O que permeia a vida dos protagonistas é esta certeza intuitiva do desamparo. Não há Estado, não há garantias trabalhistas, não há nada. As idas e vindas de Fausta no trem em direção à "casa da madame" (da qual chega a ser demitida) só ressaltam um abandono anônimo, que ela sublima com idolatria datadíssima à cantora Tina Turner e, em cena preciosa, ao tomar o apartamento, as roupas e o telefone da patroa. "Estou usando até as calcinhas dela!", afirma, no êxtase lésbico de quem capturou um tesouro.
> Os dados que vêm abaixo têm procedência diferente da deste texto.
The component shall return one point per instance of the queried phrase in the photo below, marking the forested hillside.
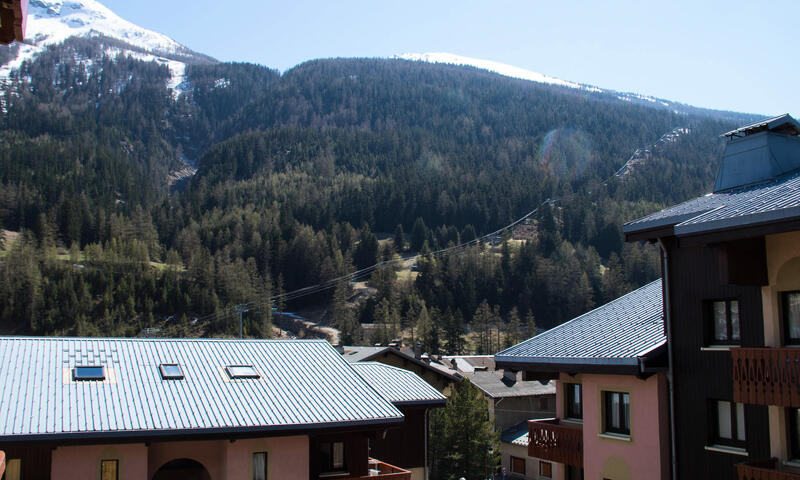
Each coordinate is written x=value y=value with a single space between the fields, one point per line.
x=296 y=173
Maltratando a concorrência, o suburbano "Mercado de Móveis Madureira" faz aparição gloriosa, quando Fausta compra cama e colcha ("De chenile!"), novas e à prestação. Nunca permite que o marido estropiado usufrua daquele recém-adquirido bem, e a quase tudo que possui devota egoísmo histriônico. Na esperança de tê-la somente para si, Zé da Placa manipula estas fraquezas e lhe cobre de presentes. O melhor: um par de fones azuis com antena e rádio AM-FM, daqueles que eram contrabandeados do Paraguai. O pior: uma domingada em Paquetá, ilha-bairro do Rio, onde ela se demonstra uma mulher corajosa, quiçá suicida, tomando banho em plena baía da Guanabara.

No avanço do jogo de interesses é que o filme deprime e induz ao imperativo de que, para salvar sua alma, Fausta ofereça ambos -- marido e namorado -- ao sacrifício. Goethe concordaria que o delírio em que João chafurda na lama e chama Satanás só confirma este feminismo atávico, manipulado ao extremo de parecer ridículo, embora ainda verossímil.

6 comentários:

Adilson Marcelino disse...

Querida Andrea,
Vou tomar esse seu retorno como uma homenagem a mim, ok?
Isso porque você escolheu um dos filmes brasileiros que mais amo. E amo de paixão.
Agora, afora tudo, que bom que está de volta.
Não estamos mais órfãos.
Bjs
Adilson Marcelino

Anônimo disse...

Tb adoro o filme. Betty Faria maravilhosa, Daniel e Brandão Filho idem. Tem ainda Guida Viana, Stella Freitas e Analu Prestes, divertidíssimas cantando Roberto Carlos na barca de volta de Paquetá.

Andrea, gostaria de aproveitar para lembrar que O GOSTO DO PECADO vai passar no próximo dia 13/02/09 às 2h30m, de quinta para sexta, Canal Brasil.

PS: Vc poderia comentar o filme EXCITAÇÃO, do Jean Garret. Passou a pouco tempo no Canal Brasil e gostaria de saber sua opinião. BJS

Anônimo disse...

Belo retorno Andrea! Também sou fã de "Romance da Empregada", um grande acerto (talvez o maior) de Bruno Barreto. O trio protagonista está perfeito. Daniel Filho nunca esteve tão bem.

Fofão disse...

Que bom que você voltou, Andrea. Demorou, hein?
Não vi o filme, tive preguiça (na verdade eu tenho grande má vontade com o Barreto). Vou prestar mais atenção quando passar de novo.

Andrea Ormond disse...

Adilson, querido, homenagem mais do que devida ;) Sempre gostei muito do "Romance da Empregada", o roteiro tem sacadas muito boas, empolga. Obrigada, bjos mil

Daniel, o filme tem cenas hilárias, e no extremo oposto, o "Excitação", que está logo em seguida aqui acima :) Bjs

Oi, Márcio! A atuação do Daniel Filho atingiu em cheio o personagem. Não está caricato, é de um realismo que combina com a intenções do filme. Abraços

Fofão, demorei mas cá estou. Até o final do mês entrevista nova no ar. Entendo essa má vontade com o Barreto, motivos não faltam. Mas veja com calma o filme, é provável que vc goste. Um abraço

Eduardo disse...

Que legal ler sobre este filme aqui no blog. É meu filme brasileiro preferido!